Di sebuah media dikabarkan PKS minta jatah tiga kepala dinas?

Enggak ada, dengan saya enggak bicara itu, hanya bicara masalah visi Jakarta ini ke depan seperti apa. Itu juga belum rampung karena saya ada acara, Ustad Luthfi (Luthfi Hasan Ishaaq, Presiden PKS) juga ada acara, jadi baru silaturahmi saja, kok.

***

Memasuki Jalan HR Rasuna Said, arus lalu lintas benar-benar padat. Kijang yang kami tumpangi harus merayap. Selain gedung-gedung pencakar langit dan aneka mobil mewah yang ikut merayap, tiang-tiang beton untuk proyek monorel yang mangkrak menjadi pemandangan menarik.

***

Ada yang mengusulkan tiang-tiang itu dibuat jalan layang khusus jalur bus. Anda setuju?

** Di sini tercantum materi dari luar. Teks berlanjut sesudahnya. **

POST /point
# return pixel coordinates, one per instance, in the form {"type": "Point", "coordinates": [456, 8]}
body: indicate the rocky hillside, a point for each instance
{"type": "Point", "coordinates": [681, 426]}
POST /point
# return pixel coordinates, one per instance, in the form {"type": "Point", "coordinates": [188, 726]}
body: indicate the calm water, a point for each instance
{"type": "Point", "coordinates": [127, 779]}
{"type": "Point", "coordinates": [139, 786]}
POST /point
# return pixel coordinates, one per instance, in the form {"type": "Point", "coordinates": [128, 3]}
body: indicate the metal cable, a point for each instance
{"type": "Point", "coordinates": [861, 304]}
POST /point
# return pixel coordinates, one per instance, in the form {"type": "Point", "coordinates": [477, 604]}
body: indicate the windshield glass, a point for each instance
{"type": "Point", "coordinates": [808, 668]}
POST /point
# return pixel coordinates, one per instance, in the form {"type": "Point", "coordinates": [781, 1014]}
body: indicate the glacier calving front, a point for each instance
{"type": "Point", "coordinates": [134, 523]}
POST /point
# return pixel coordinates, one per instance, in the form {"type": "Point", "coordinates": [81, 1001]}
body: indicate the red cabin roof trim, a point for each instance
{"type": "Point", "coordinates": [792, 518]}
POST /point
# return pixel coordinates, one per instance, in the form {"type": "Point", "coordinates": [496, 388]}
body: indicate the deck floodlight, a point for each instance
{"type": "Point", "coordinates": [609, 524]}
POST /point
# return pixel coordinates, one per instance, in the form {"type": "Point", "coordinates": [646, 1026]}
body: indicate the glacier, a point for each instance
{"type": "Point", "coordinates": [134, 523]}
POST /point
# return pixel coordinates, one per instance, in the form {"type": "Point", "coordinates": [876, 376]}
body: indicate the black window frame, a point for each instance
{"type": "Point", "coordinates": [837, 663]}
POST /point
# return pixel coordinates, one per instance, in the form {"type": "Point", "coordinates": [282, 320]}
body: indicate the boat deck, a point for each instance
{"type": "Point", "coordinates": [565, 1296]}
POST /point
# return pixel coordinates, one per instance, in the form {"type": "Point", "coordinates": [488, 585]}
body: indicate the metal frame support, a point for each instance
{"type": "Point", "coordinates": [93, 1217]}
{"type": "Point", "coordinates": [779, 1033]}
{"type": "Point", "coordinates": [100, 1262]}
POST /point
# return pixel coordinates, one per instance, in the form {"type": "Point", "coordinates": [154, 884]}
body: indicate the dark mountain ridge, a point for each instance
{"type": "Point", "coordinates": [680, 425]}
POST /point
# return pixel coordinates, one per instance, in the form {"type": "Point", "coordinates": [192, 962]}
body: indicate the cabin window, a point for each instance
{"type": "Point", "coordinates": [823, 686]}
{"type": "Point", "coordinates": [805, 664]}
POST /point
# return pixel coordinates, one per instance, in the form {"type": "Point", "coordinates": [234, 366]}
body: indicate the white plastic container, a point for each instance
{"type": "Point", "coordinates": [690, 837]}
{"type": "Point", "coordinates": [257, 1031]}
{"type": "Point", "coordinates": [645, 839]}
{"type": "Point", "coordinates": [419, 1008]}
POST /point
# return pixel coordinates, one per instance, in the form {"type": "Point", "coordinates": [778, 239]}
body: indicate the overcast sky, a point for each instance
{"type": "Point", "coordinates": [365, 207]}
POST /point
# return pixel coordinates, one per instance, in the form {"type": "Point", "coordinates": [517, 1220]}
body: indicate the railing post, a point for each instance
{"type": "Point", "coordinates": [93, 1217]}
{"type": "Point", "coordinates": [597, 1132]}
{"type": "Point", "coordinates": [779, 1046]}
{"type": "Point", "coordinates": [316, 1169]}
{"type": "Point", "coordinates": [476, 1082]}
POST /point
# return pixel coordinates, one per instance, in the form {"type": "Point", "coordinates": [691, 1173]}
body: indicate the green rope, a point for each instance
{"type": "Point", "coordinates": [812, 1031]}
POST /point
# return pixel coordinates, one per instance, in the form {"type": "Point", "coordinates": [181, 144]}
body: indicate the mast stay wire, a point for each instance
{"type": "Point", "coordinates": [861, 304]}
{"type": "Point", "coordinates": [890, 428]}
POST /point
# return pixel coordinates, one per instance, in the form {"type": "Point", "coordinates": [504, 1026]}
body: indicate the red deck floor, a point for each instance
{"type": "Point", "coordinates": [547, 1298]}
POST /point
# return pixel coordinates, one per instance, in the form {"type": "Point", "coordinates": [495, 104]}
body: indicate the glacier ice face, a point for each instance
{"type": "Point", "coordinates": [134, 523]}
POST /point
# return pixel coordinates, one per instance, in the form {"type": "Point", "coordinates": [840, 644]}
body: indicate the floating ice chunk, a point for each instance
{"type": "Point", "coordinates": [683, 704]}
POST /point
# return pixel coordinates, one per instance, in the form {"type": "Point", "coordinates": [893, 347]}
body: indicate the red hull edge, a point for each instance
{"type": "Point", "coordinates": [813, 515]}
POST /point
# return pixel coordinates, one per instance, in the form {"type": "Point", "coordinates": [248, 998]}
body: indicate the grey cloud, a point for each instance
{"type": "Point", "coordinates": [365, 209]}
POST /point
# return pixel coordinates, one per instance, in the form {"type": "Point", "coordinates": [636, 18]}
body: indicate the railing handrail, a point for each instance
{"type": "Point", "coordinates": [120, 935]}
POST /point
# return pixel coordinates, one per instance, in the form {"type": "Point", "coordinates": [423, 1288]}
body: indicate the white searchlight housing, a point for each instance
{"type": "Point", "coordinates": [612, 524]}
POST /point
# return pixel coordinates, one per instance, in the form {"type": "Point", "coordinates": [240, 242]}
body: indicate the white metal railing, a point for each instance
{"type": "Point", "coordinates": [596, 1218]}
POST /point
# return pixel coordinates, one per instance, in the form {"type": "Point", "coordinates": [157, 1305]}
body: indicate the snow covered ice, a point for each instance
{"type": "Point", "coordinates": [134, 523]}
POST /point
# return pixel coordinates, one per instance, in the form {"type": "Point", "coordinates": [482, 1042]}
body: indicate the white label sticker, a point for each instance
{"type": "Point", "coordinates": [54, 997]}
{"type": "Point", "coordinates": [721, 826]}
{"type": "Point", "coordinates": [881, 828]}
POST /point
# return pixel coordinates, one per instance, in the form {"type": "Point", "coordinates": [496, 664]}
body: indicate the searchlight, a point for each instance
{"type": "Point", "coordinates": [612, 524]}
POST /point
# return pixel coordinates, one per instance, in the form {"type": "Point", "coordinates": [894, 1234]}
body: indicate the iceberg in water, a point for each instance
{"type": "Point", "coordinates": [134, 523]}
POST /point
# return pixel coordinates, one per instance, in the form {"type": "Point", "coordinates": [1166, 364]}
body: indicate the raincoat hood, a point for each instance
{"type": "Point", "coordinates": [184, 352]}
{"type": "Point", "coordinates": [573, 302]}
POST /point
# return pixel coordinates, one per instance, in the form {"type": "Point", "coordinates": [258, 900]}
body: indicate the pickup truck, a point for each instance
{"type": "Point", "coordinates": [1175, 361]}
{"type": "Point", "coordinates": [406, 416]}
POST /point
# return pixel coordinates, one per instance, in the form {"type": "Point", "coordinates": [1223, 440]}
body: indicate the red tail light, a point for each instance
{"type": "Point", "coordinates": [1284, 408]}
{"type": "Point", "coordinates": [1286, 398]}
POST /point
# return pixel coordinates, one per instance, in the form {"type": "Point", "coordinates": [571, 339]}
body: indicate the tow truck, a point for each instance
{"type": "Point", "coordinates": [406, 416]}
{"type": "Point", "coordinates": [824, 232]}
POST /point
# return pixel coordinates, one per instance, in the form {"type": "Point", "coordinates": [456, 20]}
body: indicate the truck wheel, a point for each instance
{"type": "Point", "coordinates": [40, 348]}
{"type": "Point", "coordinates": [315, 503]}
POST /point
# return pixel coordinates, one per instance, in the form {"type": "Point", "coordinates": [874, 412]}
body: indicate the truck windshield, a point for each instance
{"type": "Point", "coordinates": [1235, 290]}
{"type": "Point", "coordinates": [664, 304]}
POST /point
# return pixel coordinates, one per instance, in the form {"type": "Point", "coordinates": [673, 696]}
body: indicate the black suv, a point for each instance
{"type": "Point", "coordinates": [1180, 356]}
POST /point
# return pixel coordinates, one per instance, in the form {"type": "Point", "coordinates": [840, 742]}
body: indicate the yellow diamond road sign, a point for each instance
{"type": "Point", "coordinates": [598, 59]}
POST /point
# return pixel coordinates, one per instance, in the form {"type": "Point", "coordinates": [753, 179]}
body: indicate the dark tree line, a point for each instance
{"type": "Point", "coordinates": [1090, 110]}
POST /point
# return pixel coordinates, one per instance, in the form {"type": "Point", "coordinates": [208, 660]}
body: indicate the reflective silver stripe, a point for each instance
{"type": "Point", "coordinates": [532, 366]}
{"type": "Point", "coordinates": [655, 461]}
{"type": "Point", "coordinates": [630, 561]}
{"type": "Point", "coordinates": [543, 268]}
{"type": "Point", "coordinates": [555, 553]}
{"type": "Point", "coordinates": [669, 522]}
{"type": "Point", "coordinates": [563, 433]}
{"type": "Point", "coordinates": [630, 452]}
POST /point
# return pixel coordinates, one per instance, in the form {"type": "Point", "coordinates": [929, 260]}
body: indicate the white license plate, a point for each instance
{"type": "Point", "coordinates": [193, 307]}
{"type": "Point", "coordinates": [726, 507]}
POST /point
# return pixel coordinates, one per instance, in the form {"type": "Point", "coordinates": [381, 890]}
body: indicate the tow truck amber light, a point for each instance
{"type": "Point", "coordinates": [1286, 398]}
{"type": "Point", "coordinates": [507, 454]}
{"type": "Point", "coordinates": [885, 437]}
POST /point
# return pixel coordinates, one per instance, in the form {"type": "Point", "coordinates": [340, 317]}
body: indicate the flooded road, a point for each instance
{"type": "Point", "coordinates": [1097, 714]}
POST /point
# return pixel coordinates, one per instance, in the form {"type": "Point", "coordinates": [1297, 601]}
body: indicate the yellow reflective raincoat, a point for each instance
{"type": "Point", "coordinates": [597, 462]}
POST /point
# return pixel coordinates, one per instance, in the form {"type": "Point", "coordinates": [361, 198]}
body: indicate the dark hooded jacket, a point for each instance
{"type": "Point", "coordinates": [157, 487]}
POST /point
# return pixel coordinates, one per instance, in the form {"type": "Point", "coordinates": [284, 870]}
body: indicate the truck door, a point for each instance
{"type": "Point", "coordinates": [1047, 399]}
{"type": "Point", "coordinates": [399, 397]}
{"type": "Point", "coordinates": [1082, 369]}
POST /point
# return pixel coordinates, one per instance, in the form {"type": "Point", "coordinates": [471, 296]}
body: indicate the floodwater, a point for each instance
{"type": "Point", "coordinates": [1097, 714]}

Proyek trem itu kan dibuat oleh orang yang pintar, yang ahli. Mestinya sudah dihitung dan dikalkulasi, kalau harus dimangkrakkan seperti itu, la terus gimana. Keputusan itu kan mestinya sudah berdasarkan sebuah kalkulasi semuanya. Mulai gambar sampai desain dan mestinya studinya sudah komplet. Kalau bolak-balik enggak rampung-rampung, jadinya hanya jadi kajian-kajian dan sebatas studi. Kalau saya, ada blueprint, ya sudah, eksekusi, laksanakan, kawal sesuai dengan waktu yang ditentukan. Proses manajemennya enggak usah berbelit-belit.

Jadi tak setuju dijadikan shelter busway?

Selesaikan (monorel). Kalau mau dijadikan elevated busway dan elevated bus kan beda soal, dan saya enggak pintarlah yang begitu-begitu. Tapi orang pintarnya banyak yang bisa itu.

Proyek monorel mangkrak karena terkait dana perbankan?

Inilah yang namanya kekeliruan cara berpikir. Pemerintah itu pelayanan, bukan cari untung, yang ada sekarang itu berlomba-lomba cari income, PAD (pendapatan asli daerah), dan memberatkan masyarakat. Pemerintah itu melayani, baik di bidang KTP, perizinan, maupun transportasi, itu pelayanan. Jadi paradigma itu harus diubah jadi pelayanan dan kesejahteraan. Kok kita ini malah jadi saling bangga-banggakan masalah PAD, warteg pun jadi dijadikan sumber PAD. Yang kecil-kecil belum bisa bertelur saja sudah dikenai pajak, saya enggak ngerti cara-cara berpikir seperti itu.
Kalau hitung-hitungan soal untung dan rugi, la kita ini swasta atau pemerintah. Saya itu orang bisnis, tapi kalau sudah masuk ke pemerintah, ya pelayanan. Cari untung itu gampang buat saya kalau jadi pemerintah. Saya tiketin orang masuk ke Jakarta, bisa langsung beribu-beribu triliun dapatnya.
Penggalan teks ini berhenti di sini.